I wait for a sale when prices drop $20/kit. That happens two or three times a year. A Costco flyer has Cellar Master kits on sale from 10/11/21 to 10/24/21. The expiry dates usually leave 10 months so I stock up.
For red wines, I buy whichever black seeded grapes I can find at a low price. Unfortunately, I don't know the grape types because I buy them at an Asia store that identifies them only as black grapes. The ones in the regular supermarket are usually Thompson but most often seedless. Include the seeds and some stems for their tannin.

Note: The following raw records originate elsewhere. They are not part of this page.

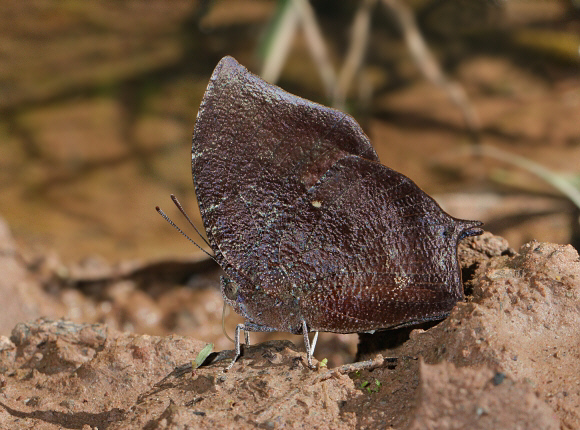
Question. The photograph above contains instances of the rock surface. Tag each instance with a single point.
(505, 358)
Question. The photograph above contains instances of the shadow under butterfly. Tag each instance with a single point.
(312, 232)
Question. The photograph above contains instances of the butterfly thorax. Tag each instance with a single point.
(262, 305)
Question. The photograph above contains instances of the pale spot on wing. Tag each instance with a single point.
(402, 281)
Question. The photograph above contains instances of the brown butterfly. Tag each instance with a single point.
(312, 232)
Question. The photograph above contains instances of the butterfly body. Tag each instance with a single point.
(313, 233)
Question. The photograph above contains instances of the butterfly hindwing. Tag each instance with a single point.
(370, 247)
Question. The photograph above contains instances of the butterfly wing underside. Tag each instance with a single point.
(256, 150)
(368, 249)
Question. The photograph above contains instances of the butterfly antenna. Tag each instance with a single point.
(188, 219)
(166, 218)
(224, 322)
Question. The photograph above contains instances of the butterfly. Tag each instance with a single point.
(312, 231)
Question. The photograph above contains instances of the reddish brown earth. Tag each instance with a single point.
(507, 357)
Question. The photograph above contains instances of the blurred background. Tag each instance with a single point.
(478, 101)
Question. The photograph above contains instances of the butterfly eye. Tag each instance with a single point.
(229, 288)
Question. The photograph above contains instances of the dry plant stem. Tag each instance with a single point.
(356, 52)
(278, 52)
(428, 65)
(376, 363)
(554, 179)
(316, 45)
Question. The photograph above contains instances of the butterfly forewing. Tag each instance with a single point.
(256, 149)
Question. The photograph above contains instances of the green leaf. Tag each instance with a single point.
(202, 355)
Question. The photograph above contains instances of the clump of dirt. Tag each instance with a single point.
(505, 358)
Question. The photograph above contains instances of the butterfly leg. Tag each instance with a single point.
(309, 349)
(247, 327)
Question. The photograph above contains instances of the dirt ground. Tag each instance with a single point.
(97, 106)
(508, 357)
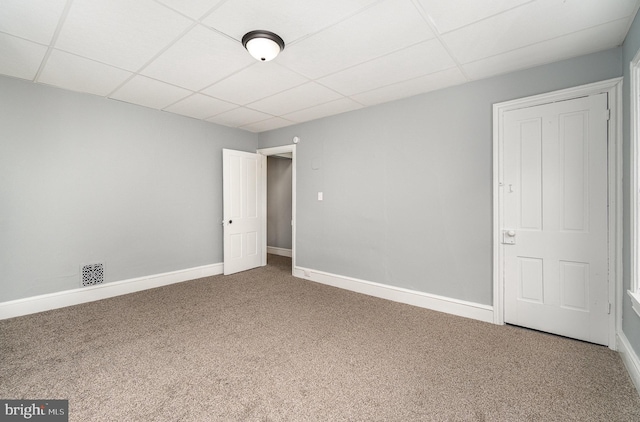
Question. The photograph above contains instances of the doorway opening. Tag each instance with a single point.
(279, 185)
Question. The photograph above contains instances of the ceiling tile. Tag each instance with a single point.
(199, 59)
(35, 20)
(79, 74)
(434, 81)
(200, 106)
(422, 59)
(239, 117)
(269, 124)
(291, 19)
(150, 93)
(377, 31)
(303, 96)
(530, 24)
(193, 8)
(255, 82)
(121, 33)
(447, 15)
(323, 110)
(20, 58)
(572, 45)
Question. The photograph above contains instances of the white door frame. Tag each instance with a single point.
(613, 87)
(265, 152)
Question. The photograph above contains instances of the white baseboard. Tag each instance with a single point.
(397, 294)
(32, 305)
(630, 359)
(279, 251)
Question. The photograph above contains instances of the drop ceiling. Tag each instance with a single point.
(185, 56)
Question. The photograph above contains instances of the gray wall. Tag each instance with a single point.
(407, 184)
(630, 320)
(279, 171)
(84, 179)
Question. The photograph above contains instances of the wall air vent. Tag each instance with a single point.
(92, 274)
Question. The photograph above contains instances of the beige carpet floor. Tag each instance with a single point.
(265, 346)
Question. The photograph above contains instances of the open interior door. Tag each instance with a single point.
(242, 196)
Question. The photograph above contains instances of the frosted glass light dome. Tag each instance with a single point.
(263, 45)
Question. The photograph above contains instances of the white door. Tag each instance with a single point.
(242, 196)
(554, 234)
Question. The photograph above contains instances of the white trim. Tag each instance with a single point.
(398, 294)
(265, 152)
(612, 87)
(46, 302)
(630, 359)
(635, 301)
(279, 251)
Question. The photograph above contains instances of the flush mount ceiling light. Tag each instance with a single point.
(263, 45)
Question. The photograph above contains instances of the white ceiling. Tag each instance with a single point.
(185, 56)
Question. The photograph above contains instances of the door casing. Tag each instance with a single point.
(264, 153)
(612, 87)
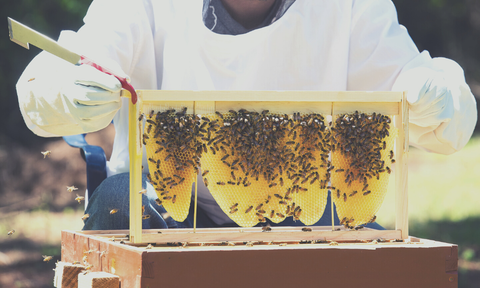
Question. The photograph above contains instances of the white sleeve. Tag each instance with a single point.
(384, 57)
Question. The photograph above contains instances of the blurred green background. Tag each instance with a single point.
(443, 190)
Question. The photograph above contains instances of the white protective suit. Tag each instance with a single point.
(315, 45)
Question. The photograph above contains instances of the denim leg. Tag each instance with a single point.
(113, 193)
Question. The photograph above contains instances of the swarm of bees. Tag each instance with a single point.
(260, 165)
(46, 154)
(47, 258)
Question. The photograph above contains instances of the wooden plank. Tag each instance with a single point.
(401, 170)
(290, 267)
(389, 108)
(254, 234)
(66, 274)
(246, 96)
(284, 107)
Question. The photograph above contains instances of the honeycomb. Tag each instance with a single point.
(264, 165)
(171, 142)
(361, 165)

Wineries never wash their grapes but because they've been sitting in a store, I do. I buy a pack which is usually around $5-$6 or less when in peak season per 30-bottle batch. I have yet to find an efficient way to crush and not mush them (Voice of experience: do not use a blender). I remove most but not all of the juice for my morning fruit juice.
My first efforts introducing table grape skins in the primary fermenter before adding the yeast and removing them before 2nd fermentation worked above my expectations. However, if you can extend the maceration for 30-40 days before bottling or bulk aging, the result will be amazing. After many attempts to sew a narrow cheesecloth bag to fit through the narrow mouth of my carboy, I broke down and bought a 30-litre Speidel fermenter — a great investment.
I'm investigating buying a Kegerator or putting Speidel in a spare fridge to cold soak kit juice and shorted water on skins for a week prior initiating fermentation. Haven't decided yet whether this will replace 30-day extended maceration post 1st fermentation or be an additional step on its own. Luckily, these kits are cheap enough to experiment.
The toughest part is allowing the wine to age at least a year. Extended maceration according to all venerable sources I've found makes 1-2 years of aging essential to mellow the tannins, BUT at $2 a bottle, it's hard to justify not drinking it young when it still beats anything under $15 at the wine store.
One added note: cheap kits come with cheap corks. If you drink them fast, no problem but if you intend to lay them down in a bottle more than 2 years, high quality corks are a must.